A qualidade de ensino na USP hoje não é a mesma das décadas de 80 e 90. Ela sofreu uma expansão sem ter a contrapartida de investimento. Se não fosse muita luta contra o governo para aumentar as verbas, ela estaria muito mais sucateada hoje. Se não fosse muita greve para manter os níveis salarias dos bons professores e bons técnicos, a qualidade do ensino hoje e a condição de pesquisa teria retroagido muito mais do que retroagiu. Muito longe de prejudicar os estudantes como as greves são acusadas, se deve a elas a qualidade que resta. Se essa universidade hoje não cobra mensalidade, isso se deve a uma greve de estudantes, professores e funcionários que em 2000 obrigou o deputado Vaz de Lima a retirar o projeto que propunha abertamente a cobrança de mensalidade.

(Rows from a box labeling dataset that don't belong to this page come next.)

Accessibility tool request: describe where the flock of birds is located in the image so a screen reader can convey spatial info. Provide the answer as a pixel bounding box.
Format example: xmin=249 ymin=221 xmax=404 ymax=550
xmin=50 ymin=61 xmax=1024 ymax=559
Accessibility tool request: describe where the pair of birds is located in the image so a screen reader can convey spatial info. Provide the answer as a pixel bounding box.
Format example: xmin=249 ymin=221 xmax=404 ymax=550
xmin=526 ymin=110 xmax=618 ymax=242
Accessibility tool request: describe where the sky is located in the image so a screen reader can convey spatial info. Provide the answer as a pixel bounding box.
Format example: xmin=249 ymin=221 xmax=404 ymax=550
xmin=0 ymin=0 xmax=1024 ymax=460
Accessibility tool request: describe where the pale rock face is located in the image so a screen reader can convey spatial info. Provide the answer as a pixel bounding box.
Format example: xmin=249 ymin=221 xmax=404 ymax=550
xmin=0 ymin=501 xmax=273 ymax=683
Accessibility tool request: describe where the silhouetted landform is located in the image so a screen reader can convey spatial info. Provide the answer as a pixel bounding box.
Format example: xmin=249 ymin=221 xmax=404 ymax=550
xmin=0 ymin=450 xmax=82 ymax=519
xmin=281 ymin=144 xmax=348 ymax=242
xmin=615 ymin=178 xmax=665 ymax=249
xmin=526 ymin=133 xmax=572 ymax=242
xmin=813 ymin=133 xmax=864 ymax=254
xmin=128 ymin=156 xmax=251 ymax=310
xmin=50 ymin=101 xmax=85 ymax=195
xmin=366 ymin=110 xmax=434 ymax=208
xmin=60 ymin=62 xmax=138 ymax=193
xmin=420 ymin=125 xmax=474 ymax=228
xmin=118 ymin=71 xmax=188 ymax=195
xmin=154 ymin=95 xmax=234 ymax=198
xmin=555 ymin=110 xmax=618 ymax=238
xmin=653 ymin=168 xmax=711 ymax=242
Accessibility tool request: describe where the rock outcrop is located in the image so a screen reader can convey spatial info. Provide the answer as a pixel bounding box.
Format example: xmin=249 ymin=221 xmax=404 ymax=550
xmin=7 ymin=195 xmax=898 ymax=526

Se a FFLCH continua existindo hoje na USP se deve a uma greve de 106 dias de estudantes que paralisaram a faculdade para obrigar a reitoria a contratar 180 professores. Tinha aluno que não tava conseguindo se formar porque ele dependia de matéria que não tinha professor. Hoje muitos desses 180 professores que devem seus empregos e suas localizações na carreira à greve de estudantes dizem que “greve na universidade é um crime”. Mas ele deve o emprego dele à greve. Essas medidas de resistência do movimento estudantil e sindical têm impedido que a universidade vá pro ralo.